The Court’s job isn’t just to decide the case. It has to explain itself.  The judge-is-like-an-umpire  metaphor only goes so far.  A real ump doesn’t turn to the stands and say: Hey folks, thanks for your patience, let’s take a few minutes here and let me explain why I think the winning run was actually tagged out at home plate.

Scotus unlike the ump has to splain.

Scotus deliberates in private (at least until the Leak of 2022) but explains in public. Splaining is bound up with result because you can’t stick to constitutional principles if you don’t explain how the decision fits with them.

How would you explain a Supreme Court case to a young friend or family member? How to do it in a way that wouldn’t make their eyes glaze over? It’s not that law is, sigh, just too darn complicated to explain simply.  No, legalese is self-inflicted.  Legal prolix is like an inside baseball, quirky old swing and stance that courts, law schools, legal writing and some in our legal profession tend to perpetuate.

Let’s change that, and let’s see Scotus encourage and set a good example to explain more simply.

“If you can’t explain it simply, you don’t understand it well enough.”  This from Einstein the great explainer.  Last time I checked into physics and secrets of the universe they seemed like harder stuff than law. Yet our most gifted scientists see authenticity in simple explanations.

So, if you hear really roundabout talk about a Scotus case, you might ask yourself whether the speaker understands the case. And in some cases the Court itself struggles to reach a convincing consensus explanation.

Religion cases have historically been some of the messiest cases for the Court to explain clearly.  If you pull up the text of this week’s case (Carson v. Makin)  including the majority and dissenting opinions, there’s a lot to wade through.

But the case boils down to this: Does the Constitution think it’s okay for a state to give money to parents to help pay their kid’s tuition at a religious school? Answer this week: Yes, if the state would also give tuition assistance for a non-religious school.

The reasoning?  The First Amendment’s Religious Free Exercise  Clause. A state law that says ‘no tuition assistance for a religious school but AOK for the non-religious school‘ is unconstitutional because it infringes on the parents’  protected right to exercise religion.

Social media can easily mess with good explaining, running it off the rails before public opinion has a clear picture of: 1) what was decided and 2) what was the main reason.

If we get that two-part picture down in each case, we can more easily line things up and see the trends.
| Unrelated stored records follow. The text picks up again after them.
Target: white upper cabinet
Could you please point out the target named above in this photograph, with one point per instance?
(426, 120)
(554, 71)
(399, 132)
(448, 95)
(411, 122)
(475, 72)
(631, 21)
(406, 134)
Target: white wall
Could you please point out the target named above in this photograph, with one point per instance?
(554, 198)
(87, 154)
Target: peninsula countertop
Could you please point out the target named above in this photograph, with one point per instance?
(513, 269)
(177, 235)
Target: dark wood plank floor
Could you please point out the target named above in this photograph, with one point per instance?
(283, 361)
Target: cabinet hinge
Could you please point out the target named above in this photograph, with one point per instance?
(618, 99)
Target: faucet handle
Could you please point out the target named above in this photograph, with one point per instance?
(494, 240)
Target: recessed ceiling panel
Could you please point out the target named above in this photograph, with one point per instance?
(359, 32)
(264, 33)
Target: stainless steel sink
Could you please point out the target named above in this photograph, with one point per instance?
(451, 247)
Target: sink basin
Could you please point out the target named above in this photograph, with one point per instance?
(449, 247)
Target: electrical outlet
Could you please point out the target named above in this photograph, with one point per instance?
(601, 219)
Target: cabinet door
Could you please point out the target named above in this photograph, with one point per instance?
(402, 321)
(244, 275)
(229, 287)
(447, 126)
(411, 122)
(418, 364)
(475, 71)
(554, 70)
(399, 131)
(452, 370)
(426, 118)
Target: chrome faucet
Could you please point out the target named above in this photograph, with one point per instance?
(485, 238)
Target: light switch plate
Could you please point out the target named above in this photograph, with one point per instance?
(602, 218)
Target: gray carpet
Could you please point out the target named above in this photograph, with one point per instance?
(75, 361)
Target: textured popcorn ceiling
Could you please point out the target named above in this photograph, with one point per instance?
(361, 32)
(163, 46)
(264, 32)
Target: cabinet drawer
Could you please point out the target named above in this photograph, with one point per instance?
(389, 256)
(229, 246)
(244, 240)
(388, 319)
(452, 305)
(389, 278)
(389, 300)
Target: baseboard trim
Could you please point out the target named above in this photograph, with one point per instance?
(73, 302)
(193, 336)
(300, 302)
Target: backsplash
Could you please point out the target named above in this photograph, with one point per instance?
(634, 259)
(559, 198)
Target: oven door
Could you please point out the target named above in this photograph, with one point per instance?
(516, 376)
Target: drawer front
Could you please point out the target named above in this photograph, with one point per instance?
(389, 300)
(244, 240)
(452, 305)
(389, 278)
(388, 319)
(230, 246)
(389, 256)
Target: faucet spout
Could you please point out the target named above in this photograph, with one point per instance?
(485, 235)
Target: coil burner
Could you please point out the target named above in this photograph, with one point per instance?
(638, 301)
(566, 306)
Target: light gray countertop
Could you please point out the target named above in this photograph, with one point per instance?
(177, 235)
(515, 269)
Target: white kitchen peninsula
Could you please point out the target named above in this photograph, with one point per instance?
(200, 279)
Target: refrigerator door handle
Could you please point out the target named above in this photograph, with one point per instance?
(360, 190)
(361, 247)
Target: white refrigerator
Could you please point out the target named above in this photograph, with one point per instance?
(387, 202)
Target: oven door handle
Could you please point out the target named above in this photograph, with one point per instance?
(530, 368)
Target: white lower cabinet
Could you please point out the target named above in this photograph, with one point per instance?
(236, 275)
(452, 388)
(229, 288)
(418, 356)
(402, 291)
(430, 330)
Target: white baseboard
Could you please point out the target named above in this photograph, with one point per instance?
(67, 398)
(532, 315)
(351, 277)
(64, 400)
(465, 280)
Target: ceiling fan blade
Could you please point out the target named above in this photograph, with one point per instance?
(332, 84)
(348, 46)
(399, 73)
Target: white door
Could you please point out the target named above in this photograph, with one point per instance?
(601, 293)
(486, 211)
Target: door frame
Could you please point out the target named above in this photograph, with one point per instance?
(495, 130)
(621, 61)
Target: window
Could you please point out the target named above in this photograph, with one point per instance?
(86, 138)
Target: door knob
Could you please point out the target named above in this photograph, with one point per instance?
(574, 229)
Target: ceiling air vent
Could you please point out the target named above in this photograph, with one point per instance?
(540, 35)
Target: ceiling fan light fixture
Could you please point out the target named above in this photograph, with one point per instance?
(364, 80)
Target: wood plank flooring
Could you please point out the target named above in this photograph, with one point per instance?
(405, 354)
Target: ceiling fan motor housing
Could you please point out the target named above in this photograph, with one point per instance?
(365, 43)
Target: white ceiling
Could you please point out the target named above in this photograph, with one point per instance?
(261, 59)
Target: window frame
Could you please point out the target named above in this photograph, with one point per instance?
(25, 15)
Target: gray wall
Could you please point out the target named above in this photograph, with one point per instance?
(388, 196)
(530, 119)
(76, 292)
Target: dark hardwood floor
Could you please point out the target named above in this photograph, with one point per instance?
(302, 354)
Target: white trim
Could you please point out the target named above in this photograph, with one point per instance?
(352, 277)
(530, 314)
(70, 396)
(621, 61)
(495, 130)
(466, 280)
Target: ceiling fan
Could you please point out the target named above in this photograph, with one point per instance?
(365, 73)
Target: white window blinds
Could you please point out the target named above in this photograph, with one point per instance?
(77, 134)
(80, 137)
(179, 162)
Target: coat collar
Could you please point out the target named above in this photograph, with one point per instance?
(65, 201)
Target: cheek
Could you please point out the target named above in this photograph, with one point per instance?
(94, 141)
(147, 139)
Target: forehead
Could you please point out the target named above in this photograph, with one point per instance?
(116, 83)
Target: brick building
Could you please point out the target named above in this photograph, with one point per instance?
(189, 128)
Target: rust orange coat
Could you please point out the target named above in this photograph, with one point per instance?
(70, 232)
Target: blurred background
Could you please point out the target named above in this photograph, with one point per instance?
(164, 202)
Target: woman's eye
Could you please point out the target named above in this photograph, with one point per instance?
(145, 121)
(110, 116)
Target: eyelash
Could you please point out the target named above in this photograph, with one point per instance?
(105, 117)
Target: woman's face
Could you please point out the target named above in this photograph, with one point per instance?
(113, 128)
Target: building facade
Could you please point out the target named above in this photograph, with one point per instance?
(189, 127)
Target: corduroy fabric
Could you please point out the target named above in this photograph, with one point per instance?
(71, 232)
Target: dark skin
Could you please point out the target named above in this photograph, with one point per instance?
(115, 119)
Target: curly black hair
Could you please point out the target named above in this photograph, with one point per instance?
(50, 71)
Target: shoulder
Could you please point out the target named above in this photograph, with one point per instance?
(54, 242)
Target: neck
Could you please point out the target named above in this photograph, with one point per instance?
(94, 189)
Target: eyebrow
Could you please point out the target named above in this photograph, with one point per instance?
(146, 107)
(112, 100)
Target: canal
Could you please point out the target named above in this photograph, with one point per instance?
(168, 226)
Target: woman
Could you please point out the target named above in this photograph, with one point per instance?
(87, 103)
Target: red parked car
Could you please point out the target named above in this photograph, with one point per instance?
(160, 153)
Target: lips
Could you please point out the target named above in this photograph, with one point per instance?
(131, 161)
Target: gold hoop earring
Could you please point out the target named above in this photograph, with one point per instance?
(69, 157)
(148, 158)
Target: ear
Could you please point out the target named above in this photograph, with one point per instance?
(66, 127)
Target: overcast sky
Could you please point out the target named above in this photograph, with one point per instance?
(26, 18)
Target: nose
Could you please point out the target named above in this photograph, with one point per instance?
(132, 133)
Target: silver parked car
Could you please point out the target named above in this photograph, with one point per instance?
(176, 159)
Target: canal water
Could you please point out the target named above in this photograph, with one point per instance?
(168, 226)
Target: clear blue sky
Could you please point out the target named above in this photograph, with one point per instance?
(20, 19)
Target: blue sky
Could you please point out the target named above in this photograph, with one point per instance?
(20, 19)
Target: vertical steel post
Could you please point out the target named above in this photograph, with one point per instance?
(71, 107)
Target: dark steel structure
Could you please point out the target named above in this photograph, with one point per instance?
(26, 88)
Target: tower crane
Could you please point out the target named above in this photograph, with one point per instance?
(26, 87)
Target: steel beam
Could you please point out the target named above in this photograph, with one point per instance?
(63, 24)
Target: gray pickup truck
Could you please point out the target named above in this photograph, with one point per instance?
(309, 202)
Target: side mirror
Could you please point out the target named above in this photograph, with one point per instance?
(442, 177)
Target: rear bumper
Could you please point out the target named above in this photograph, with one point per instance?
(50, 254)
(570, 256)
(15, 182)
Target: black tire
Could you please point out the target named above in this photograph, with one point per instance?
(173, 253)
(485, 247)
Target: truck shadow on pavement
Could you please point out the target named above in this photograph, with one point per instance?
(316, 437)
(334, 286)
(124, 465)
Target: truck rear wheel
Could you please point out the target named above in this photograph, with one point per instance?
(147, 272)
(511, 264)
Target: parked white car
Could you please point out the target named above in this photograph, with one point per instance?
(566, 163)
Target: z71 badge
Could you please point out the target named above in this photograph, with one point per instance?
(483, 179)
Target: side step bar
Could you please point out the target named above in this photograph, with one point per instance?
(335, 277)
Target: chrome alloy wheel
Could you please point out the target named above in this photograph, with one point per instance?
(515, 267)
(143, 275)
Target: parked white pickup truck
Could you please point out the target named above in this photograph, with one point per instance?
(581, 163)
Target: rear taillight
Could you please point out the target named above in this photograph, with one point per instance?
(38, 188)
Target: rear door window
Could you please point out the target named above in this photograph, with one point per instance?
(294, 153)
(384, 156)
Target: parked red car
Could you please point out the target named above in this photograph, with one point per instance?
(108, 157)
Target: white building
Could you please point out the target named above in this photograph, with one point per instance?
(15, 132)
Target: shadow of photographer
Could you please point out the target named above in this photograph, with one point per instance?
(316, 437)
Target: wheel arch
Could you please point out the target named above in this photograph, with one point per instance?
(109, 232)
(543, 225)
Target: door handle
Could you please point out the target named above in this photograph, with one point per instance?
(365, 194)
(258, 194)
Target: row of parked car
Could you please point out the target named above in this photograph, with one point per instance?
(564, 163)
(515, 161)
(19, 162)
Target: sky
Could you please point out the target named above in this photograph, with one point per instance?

For example, we now see one more example that the Scotus majority in religious freedom cases leans toward protecting free exercise. The Court is less concerned about government “establishing” a theocracy or one religion  (i.e. Establishment Clause) than about protecting religious exercise and pluralism.  In a 21st century America where religious pluralism is the norm and increasing, the Court’s decision is understandable.

That’s at least one way to splain it.